É possível. Mas aí, o número que foi avançando pouco a pouco até 1528 salta, do nada, para 2945. Uma semana depois, novo pulo para 5881. E, depois de alguns dias, nova queda para 2956. Nenhuma dessas mudanças foi explicada pela SES no boletim diário ou no painel que divulga os dados de vacinados.
Ninguém parece interessado em perguntar também. Talvez porque a Covid-19 tenha virado um assunto ordinário, comum. Talvez porque ninguém acompanhe de verdade os números de vacinados (ou nem mesmo saiba que essas informações existem e estão disponíveis para consulta).
O fato é que os dados são por vezes transparentes e, por outras, opacos. Evaporam e ninguém liga. E quanto menos gente liga, mais eles desaparecem diante dos nossos olhos.

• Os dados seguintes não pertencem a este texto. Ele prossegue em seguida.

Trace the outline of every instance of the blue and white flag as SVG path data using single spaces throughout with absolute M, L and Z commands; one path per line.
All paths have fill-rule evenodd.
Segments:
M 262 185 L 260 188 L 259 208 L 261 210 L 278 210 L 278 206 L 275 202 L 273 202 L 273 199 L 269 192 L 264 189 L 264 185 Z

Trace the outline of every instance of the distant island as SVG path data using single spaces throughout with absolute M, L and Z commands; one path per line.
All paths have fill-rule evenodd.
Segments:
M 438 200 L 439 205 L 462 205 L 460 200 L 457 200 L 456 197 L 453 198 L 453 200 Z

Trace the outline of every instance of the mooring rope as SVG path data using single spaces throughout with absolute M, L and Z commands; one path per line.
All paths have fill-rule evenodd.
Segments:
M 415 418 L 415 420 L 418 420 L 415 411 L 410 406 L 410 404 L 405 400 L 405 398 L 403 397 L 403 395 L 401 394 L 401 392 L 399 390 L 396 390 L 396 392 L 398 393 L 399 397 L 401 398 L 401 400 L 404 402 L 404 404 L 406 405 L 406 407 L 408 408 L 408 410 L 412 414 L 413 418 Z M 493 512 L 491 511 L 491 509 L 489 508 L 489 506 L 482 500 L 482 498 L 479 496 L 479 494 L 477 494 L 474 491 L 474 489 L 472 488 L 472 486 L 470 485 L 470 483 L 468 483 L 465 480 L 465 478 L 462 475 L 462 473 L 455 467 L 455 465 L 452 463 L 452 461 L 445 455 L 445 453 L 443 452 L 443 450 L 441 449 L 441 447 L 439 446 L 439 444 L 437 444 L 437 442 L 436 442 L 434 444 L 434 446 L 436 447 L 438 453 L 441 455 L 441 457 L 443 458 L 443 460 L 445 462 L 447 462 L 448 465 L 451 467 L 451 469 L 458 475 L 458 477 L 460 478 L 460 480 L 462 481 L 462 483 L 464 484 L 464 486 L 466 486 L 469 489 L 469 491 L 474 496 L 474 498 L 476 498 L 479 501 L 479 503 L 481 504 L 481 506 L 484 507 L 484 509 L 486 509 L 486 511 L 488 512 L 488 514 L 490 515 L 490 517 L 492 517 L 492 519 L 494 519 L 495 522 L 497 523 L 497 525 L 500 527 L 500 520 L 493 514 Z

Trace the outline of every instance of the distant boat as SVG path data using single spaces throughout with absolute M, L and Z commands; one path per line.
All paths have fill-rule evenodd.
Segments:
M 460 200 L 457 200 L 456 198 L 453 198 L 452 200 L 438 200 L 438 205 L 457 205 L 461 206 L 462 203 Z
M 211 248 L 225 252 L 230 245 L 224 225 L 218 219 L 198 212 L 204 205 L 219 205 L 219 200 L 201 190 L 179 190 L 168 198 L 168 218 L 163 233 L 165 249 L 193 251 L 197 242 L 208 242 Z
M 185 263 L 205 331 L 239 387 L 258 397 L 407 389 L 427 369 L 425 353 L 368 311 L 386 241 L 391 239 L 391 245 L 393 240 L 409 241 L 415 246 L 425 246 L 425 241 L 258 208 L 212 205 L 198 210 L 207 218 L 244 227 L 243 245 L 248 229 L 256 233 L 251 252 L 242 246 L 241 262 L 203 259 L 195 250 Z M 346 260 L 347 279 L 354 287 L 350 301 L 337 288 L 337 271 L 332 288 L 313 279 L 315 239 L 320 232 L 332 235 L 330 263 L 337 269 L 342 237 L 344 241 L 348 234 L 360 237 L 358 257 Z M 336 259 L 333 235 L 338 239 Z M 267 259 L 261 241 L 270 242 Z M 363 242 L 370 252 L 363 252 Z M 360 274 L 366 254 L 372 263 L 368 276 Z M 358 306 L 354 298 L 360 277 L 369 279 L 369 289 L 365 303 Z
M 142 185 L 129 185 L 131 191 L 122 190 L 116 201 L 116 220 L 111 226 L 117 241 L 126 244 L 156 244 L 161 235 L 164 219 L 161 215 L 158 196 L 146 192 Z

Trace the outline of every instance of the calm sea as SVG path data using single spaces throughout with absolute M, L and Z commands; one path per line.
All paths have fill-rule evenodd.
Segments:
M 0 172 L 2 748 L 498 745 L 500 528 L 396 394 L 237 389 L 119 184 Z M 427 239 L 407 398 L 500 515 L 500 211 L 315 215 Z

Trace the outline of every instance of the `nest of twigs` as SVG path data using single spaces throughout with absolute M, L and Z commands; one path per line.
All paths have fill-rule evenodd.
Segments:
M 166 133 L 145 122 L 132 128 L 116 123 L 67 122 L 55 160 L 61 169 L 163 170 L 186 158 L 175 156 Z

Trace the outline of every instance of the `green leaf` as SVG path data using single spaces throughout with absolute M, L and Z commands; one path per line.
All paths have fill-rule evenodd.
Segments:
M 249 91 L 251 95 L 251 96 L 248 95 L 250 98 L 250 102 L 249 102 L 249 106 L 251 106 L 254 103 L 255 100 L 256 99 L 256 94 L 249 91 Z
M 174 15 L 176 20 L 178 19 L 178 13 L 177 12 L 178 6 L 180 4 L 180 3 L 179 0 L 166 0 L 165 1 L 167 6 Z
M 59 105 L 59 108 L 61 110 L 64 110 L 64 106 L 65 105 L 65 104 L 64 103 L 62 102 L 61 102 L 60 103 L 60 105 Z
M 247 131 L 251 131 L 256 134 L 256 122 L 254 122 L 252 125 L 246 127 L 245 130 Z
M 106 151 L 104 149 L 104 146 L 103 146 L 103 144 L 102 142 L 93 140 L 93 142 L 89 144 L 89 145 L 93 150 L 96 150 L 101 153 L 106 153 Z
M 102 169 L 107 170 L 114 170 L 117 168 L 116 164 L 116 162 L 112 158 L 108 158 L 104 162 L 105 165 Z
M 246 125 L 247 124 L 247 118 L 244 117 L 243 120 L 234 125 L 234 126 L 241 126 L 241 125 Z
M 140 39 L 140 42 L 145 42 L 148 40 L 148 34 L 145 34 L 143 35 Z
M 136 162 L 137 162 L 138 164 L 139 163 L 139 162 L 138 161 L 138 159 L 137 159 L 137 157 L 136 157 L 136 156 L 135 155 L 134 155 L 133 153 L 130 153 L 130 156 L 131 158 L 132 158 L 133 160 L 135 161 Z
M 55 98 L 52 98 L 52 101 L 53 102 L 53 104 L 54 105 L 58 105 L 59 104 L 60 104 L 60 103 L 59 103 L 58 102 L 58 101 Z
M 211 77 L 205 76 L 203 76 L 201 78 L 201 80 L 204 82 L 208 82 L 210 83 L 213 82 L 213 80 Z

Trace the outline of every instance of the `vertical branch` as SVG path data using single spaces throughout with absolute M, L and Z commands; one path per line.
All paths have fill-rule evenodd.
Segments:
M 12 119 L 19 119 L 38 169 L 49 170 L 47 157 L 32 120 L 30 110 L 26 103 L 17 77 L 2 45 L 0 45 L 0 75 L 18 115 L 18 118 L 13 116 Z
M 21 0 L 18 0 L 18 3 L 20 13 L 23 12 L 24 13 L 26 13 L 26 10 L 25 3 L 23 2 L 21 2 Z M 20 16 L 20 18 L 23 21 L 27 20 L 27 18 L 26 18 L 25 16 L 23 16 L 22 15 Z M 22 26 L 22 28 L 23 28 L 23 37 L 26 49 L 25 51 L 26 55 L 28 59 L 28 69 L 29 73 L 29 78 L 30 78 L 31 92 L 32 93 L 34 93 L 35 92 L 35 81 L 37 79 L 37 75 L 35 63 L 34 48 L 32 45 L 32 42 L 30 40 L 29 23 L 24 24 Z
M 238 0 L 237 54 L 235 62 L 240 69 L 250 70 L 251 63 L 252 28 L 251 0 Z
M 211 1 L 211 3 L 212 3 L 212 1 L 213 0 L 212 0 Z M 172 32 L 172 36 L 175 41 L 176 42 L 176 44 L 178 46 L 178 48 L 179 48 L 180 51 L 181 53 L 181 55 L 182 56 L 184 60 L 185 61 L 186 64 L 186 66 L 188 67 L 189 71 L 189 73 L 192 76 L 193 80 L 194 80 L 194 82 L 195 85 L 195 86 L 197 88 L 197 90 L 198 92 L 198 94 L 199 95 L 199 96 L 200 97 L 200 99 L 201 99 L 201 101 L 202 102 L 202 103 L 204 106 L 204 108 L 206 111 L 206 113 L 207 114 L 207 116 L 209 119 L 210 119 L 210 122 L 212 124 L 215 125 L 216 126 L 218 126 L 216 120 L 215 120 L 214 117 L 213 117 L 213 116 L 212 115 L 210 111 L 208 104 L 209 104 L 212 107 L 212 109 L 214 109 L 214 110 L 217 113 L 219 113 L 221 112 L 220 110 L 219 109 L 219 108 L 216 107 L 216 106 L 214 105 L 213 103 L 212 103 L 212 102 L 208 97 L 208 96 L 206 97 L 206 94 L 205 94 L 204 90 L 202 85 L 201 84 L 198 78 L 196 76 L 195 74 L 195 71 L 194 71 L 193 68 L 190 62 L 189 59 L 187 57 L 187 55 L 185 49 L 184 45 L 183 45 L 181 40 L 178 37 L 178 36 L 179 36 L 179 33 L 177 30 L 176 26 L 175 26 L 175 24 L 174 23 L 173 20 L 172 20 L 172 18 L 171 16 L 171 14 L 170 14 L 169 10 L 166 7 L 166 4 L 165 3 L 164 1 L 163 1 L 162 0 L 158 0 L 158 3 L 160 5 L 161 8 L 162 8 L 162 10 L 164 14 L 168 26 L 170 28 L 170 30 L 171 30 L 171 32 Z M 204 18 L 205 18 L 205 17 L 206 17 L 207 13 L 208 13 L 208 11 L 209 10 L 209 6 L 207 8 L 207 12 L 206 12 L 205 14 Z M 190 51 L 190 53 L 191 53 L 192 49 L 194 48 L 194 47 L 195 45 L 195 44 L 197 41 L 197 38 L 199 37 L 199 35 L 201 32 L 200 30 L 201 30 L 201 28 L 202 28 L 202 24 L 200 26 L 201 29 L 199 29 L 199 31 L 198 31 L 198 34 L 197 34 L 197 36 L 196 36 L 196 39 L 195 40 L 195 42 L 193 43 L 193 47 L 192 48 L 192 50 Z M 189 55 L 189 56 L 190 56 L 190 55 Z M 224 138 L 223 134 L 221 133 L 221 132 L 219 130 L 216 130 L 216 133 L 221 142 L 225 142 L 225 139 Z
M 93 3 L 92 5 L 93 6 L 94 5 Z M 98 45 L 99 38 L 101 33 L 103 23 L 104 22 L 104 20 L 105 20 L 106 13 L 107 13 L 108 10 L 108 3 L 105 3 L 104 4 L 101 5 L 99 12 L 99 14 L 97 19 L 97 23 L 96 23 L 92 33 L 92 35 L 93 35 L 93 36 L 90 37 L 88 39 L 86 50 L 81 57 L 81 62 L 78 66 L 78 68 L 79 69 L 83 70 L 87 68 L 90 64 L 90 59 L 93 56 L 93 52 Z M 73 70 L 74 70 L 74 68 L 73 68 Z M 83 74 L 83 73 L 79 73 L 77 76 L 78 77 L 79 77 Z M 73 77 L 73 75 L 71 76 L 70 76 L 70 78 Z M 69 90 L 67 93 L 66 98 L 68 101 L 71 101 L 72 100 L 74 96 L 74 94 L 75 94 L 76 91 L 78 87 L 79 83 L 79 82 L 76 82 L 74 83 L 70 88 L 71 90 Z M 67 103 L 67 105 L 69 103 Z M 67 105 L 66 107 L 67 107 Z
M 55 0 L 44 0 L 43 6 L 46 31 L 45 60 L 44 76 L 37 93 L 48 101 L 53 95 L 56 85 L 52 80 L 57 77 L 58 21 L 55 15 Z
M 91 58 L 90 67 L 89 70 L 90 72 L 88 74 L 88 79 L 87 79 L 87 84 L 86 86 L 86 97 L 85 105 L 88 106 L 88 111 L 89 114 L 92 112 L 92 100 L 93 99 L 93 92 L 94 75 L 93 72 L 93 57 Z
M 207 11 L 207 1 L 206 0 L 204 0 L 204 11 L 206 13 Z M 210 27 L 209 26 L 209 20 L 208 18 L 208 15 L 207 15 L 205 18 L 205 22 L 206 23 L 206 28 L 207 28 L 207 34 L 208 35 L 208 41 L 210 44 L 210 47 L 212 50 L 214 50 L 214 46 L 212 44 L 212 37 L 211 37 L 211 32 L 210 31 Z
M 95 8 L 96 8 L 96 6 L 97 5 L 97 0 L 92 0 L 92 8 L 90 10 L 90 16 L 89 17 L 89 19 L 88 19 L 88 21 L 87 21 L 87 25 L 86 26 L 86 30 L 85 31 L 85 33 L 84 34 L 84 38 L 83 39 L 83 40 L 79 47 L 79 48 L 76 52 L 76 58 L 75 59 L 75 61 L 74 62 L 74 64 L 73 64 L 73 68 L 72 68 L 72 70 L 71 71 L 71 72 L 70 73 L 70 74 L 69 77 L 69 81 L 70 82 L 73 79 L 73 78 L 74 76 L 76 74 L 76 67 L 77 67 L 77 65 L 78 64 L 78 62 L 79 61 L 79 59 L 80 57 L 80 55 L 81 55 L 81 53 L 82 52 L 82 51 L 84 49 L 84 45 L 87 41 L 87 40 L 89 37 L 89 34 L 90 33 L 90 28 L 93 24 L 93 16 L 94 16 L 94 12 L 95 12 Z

A Catolé é uma newsletter para os que se importam.
LAI descumprida: Levantamento da Olhos Jornalismo e da Énois Conteúdo fez pedidos de acesso à informação em 114 cidades com mais de 10 mil habitantes no Norte e no Nordeste. O prazo para resposta foi descumprido por 94% delas. Inclusive por todas as três analisadas em Pernambuco: Abreu e Lima, Afrânio e Itaíba. Uma das autoras é a Géssika Costa, que escreveu para a Catolé em novembro sobre as práticas de constrangimento e perseguição que ainda existem para se utilizar a Lei de Acesso à Informação (LAI).
Esta é a nossa última edição em 2021. Espero que tenha valido a pena nos acompanhar nos últimos meses. Muitas histórias nos aguardam em 2022. Boas festas!!!